El concepto refiere a la dinámica de los títulos de renta fija de converger a su valor par o nominal a medida que se acerca el vencimiento. 

Cuando la diferencia entre el rendimiento del bono y el cupón que paga tiene es significativa, el efecto "pull to par" es más grande, tal como el que observamos actualmente.

A modo ilustrativo, en abril, cuando el riesgo país estaba en mínimos, la YTM (medida de rendimiento de los bonos) del GD30 y del GD35 era de 19,79% y 16,32%, mientras que esos mismos bonos hoy muestran una YTM de 21,35% y 16,51%, respectivamente. Esto evidencia que, todavía hay margen de compresión para alcanzar el nivel de riesgo visto por ese entonces. 
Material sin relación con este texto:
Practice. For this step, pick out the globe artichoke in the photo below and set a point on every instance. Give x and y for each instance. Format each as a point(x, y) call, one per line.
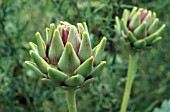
point(139, 27)
point(66, 58)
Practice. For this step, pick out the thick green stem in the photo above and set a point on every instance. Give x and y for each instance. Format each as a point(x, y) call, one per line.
point(71, 100)
point(132, 67)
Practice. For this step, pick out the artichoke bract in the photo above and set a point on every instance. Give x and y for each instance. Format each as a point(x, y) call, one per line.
point(66, 57)
point(140, 27)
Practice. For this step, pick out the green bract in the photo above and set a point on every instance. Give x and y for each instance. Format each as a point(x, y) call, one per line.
point(66, 57)
point(140, 27)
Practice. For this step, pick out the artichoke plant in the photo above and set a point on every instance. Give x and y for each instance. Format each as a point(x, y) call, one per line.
point(66, 58)
point(140, 27)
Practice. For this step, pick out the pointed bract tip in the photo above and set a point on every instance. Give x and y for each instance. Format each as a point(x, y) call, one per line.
point(26, 62)
point(104, 39)
point(103, 62)
point(52, 24)
point(37, 33)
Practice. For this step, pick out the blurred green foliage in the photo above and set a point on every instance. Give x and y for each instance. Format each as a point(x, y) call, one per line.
point(22, 91)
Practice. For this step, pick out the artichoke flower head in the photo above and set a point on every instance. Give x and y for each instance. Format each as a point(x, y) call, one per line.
point(140, 27)
point(66, 57)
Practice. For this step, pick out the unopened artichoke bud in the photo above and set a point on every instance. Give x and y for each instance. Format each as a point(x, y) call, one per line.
point(139, 27)
point(65, 58)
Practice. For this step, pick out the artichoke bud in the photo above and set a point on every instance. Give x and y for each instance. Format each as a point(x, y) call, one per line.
point(75, 80)
point(141, 28)
point(66, 59)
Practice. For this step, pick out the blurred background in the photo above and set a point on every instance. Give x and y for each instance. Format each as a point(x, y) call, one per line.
point(22, 91)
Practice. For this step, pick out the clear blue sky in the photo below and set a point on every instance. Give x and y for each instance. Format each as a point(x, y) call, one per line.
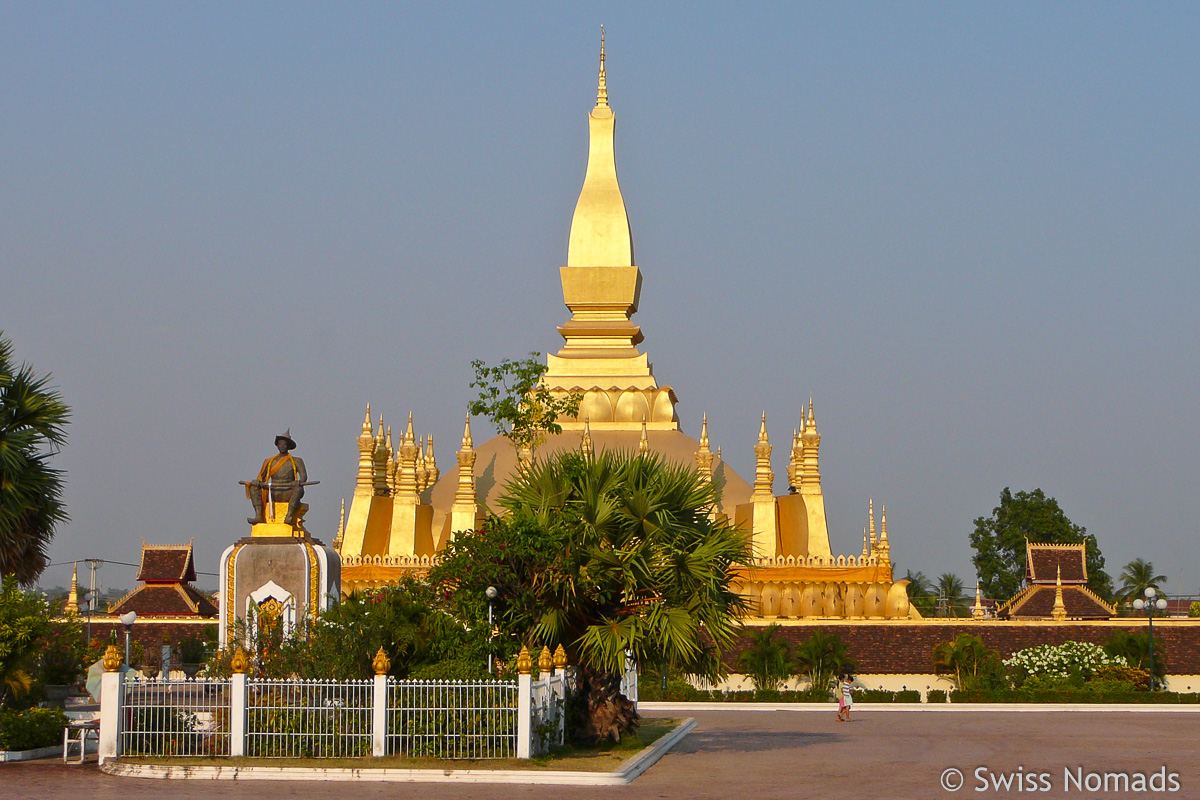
point(970, 230)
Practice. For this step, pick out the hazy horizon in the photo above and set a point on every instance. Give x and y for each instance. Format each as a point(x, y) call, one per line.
point(967, 230)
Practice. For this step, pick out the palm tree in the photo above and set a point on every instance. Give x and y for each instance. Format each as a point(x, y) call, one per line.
point(766, 660)
point(33, 417)
point(1137, 577)
point(822, 656)
point(949, 596)
point(645, 569)
point(965, 656)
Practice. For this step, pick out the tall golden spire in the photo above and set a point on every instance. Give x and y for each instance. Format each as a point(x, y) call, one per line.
point(705, 456)
point(883, 549)
point(465, 510)
point(870, 515)
point(365, 481)
point(763, 479)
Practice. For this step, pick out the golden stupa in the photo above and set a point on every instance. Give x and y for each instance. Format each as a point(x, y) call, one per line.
point(405, 510)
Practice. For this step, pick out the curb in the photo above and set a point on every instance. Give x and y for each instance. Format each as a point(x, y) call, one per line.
point(629, 770)
point(934, 708)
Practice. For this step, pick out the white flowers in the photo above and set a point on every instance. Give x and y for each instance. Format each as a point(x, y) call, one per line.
point(1062, 660)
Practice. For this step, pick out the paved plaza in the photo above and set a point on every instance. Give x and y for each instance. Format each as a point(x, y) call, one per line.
point(753, 755)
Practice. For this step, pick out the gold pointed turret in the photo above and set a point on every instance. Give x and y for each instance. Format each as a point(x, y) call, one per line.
point(601, 286)
point(703, 455)
point(1060, 608)
point(465, 511)
point(73, 595)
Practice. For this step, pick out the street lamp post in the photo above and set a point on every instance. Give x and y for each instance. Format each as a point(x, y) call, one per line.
point(127, 620)
point(1150, 605)
point(492, 593)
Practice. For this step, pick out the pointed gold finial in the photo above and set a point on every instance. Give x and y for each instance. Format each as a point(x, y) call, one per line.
point(1060, 608)
point(525, 662)
point(381, 663)
point(586, 445)
point(603, 85)
point(870, 515)
point(112, 659)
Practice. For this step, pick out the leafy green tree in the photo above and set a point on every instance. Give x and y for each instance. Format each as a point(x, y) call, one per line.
point(630, 561)
point(767, 660)
point(921, 593)
point(33, 420)
point(1137, 577)
point(999, 542)
point(419, 638)
point(24, 623)
point(513, 396)
point(823, 656)
point(949, 596)
point(1134, 648)
point(967, 657)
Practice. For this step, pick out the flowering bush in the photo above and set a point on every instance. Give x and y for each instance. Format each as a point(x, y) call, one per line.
point(1066, 661)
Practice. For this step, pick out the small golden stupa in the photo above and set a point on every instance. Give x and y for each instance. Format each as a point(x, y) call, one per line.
point(405, 510)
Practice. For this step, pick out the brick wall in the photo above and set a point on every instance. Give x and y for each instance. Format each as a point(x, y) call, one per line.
point(906, 647)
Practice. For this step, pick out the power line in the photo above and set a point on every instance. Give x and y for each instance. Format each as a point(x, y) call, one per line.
point(111, 561)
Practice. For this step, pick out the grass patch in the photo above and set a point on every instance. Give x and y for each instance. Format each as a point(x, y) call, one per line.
point(600, 758)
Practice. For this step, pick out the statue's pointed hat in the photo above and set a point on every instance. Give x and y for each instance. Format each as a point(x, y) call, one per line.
point(287, 437)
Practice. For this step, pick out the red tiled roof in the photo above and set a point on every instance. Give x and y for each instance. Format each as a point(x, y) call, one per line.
point(167, 563)
point(1038, 601)
point(166, 600)
point(1043, 563)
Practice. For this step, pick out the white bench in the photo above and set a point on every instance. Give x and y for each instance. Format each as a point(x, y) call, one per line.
point(77, 733)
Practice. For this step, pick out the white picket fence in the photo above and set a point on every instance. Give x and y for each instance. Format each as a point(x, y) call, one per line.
point(330, 719)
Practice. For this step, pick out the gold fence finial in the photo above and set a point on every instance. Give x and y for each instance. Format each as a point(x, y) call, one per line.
point(525, 662)
point(112, 659)
point(603, 84)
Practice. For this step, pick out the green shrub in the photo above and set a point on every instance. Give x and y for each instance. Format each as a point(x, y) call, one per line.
point(766, 661)
point(885, 696)
point(31, 729)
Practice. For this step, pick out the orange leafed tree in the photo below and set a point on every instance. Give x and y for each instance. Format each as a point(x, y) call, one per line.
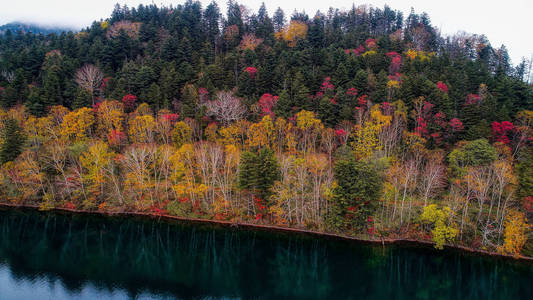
point(89, 78)
point(291, 34)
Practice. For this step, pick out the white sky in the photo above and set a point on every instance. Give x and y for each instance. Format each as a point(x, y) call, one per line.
point(503, 22)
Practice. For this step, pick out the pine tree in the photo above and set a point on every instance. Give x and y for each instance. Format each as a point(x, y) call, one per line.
point(284, 105)
point(258, 172)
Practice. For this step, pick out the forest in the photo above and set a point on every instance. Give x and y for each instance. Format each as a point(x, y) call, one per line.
point(364, 122)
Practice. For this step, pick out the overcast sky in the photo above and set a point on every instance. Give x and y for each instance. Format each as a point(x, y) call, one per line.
point(503, 22)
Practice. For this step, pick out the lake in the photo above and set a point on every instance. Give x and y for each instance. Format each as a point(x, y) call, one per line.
point(52, 255)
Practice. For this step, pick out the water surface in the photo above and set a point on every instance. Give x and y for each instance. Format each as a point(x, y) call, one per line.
point(68, 256)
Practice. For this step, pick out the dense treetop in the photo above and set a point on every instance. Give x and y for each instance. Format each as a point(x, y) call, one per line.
point(363, 122)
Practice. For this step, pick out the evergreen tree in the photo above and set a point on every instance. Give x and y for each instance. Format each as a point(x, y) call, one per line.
point(359, 185)
point(258, 172)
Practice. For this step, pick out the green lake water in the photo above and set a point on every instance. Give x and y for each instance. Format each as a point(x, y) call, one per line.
point(68, 256)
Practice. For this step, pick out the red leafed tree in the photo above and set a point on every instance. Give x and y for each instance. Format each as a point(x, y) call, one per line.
point(442, 86)
point(327, 85)
point(503, 131)
point(352, 92)
point(456, 125)
point(266, 103)
point(171, 117)
point(472, 99)
point(89, 78)
point(226, 107)
point(129, 101)
point(252, 71)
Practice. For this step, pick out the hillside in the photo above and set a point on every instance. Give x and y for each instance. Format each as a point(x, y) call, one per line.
point(15, 27)
point(364, 122)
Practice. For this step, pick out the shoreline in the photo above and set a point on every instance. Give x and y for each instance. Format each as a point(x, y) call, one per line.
point(276, 228)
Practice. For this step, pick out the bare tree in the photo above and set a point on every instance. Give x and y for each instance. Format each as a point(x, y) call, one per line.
point(433, 177)
point(226, 107)
point(9, 76)
point(89, 78)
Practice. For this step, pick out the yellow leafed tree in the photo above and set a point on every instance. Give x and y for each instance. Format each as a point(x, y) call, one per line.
point(78, 124)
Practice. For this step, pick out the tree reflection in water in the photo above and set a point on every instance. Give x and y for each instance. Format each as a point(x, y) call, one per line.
point(128, 257)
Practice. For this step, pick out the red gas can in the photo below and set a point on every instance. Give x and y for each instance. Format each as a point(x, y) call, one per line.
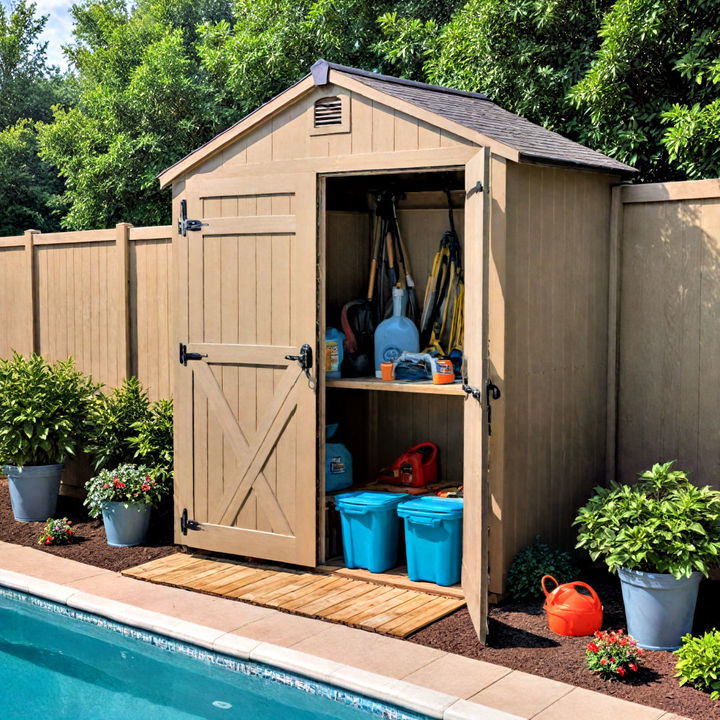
point(571, 612)
point(417, 467)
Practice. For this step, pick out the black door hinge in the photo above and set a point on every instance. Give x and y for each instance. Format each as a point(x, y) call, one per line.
point(304, 358)
point(185, 225)
point(492, 392)
point(185, 355)
point(186, 524)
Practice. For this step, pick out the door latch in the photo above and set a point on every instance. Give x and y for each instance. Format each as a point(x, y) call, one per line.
point(185, 355)
point(186, 524)
point(492, 392)
point(185, 225)
point(473, 392)
point(304, 358)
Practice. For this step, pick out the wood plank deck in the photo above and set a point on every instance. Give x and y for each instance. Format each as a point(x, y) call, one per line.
point(387, 609)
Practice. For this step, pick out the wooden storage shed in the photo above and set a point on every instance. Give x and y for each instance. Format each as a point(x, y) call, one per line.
point(285, 201)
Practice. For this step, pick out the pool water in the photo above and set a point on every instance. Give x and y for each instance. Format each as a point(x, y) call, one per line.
point(57, 663)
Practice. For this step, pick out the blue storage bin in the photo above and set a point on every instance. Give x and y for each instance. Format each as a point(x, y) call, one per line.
point(370, 529)
point(433, 538)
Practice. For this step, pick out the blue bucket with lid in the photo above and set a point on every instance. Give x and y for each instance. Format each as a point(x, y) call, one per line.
point(433, 538)
point(370, 529)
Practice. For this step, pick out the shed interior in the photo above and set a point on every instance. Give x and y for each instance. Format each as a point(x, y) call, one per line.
point(379, 420)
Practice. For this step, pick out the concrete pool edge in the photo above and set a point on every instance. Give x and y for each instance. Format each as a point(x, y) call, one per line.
point(405, 695)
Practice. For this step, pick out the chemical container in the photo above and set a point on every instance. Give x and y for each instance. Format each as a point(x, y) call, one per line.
point(433, 538)
point(370, 529)
point(570, 610)
point(396, 334)
point(333, 352)
point(338, 462)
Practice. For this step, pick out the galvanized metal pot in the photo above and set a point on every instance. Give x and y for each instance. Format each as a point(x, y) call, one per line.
point(659, 608)
point(33, 490)
point(126, 524)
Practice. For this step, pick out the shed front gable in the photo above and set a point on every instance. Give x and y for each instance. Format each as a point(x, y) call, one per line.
point(367, 126)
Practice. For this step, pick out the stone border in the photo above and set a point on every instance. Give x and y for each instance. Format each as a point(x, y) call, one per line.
point(402, 694)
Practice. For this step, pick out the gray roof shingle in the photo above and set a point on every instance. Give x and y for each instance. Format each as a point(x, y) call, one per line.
point(477, 112)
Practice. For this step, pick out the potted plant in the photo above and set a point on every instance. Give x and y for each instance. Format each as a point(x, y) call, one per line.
point(661, 535)
point(125, 497)
point(44, 411)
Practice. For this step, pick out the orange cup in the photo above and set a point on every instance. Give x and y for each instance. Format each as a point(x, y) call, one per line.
point(386, 370)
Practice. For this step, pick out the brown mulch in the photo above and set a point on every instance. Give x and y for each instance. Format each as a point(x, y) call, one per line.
point(90, 545)
point(519, 639)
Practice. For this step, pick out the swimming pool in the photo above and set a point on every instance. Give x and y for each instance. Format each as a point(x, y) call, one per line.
point(57, 662)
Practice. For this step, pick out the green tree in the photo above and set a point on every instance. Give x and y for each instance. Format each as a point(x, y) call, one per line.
point(272, 43)
point(526, 54)
point(28, 89)
point(143, 103)
point(652, 94)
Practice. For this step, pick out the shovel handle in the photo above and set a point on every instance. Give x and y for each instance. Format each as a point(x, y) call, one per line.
point(542, 583)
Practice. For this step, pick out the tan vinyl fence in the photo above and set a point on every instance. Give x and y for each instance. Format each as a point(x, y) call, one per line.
point(101, 296)
point(667, 380)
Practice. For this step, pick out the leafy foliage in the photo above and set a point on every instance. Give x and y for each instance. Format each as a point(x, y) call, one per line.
point(115, 417)
point(663, 524)
point(28, 89)
point(699, 662)
point(127, 484)
point(657, 67)
point(525, 54)
point(44, 410)
point(144, 102)
point(56, 532)
point(153, 442)
point(613, 655)
point(534, 561)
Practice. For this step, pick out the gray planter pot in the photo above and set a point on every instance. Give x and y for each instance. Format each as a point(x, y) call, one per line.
point(126, 524)
point(33, 491)
point(659, 608)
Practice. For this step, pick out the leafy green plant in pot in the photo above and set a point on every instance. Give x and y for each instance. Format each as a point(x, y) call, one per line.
point(44, 416)
point(125, 496)
point(661, 535)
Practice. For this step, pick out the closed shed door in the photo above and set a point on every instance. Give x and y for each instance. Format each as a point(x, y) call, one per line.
point(246, 415)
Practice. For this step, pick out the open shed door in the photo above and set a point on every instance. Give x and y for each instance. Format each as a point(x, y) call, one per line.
point(475, 537)
point(245, 415)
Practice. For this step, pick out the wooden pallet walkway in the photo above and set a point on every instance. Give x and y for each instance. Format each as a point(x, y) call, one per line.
point(395, 611)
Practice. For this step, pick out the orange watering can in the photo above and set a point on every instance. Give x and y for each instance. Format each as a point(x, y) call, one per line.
point(571, 612)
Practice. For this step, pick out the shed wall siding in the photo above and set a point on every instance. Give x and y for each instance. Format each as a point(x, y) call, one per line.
point(555, 355)
point(668, 334)
point(374, 128)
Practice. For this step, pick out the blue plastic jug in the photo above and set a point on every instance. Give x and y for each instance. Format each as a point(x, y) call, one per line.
point(338, 463)
point(396, 334)
point(333, 352)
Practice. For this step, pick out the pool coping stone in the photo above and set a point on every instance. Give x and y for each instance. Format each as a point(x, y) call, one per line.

¿Cuáles fueron los principales catalizadores del rally de septiembre? 

A simple vista, separamos el mes en dos partes. Durante la primera mitad, el principal catalizador fue sin dudas el blanqueo, que superó incluso las estimaciones más optimistas. Por ello, el gobierno decidió extender un mes más el periodo para regularizar efectivo. Los depósitos en dólares del sector privado treparon a US$ 31.445 millones al 30 de septiembre y están a poco de superar el máximo de la era Macri. 

Por otro lado, la decisión del FMI de reemplazar a Rodrigo Valdés, señalado por Milei como un obstáculo en la relación con Argentina fue la noticia más relevante para la deuda en la última quincena de septiembre. 

Con la incorporación del venezolano Luis Cubeddu, se espera que las conversaciones fluyan mejor. 


  • Desde este anuncio (11 de septiembre), el tramo largo de la curva de bonos soberanos alcanzó (e incluso superó) el desempeño previo de los bonos más cortos. 
  • La pregunta clave es si esta tendencia alcista de la deuda continuará. 
  • A priori, octubre se presenta más desafiante. Entre los asuntos que el mercado observará está la evolución del blanqueo. ¿Será esta la ocasión en que las segundas partes sí sean buenas? 

Por otro lado, la perspectiva de las Reservas Internacionales también se presenta como un factor clave. El blanqueo le dará liquidez al Central, pero no engrosará las reservas netas. Por otro lado, en la última semana trascendió que el FMI estaría evaluando reducir los sobrecargos de tasa sobre la deuda que tenemos con el organismo. 

De concretarse, el ahorro estimado sería de US$1.260 millones en 2025 (de US$ 3.300 a US$ 2.000 millones). No es un dato menor en un contexto donde los dólares escasean en las reservas netas del BCRA. 

La evolución de estos frentes será clave. 



Por otro lado, la dinámica de la Cuenta Corriente comienza a generar preocupaciones, en el contexto donde el esquema de pagos de importaciones se acelerará en octubre producto del devengamiento de septiembre y agosto. 

Si añadimos el hecho de que la inflación muestra signos de inercia y resulta difícil prever que se sitúe por debajo del 3% próximamente, la calma cambiaria podría revertirse, activando el alza de los dólares financieros. 

Por ahora, el equilibrio es fino, pero el momentum juega a favor del Gobierno.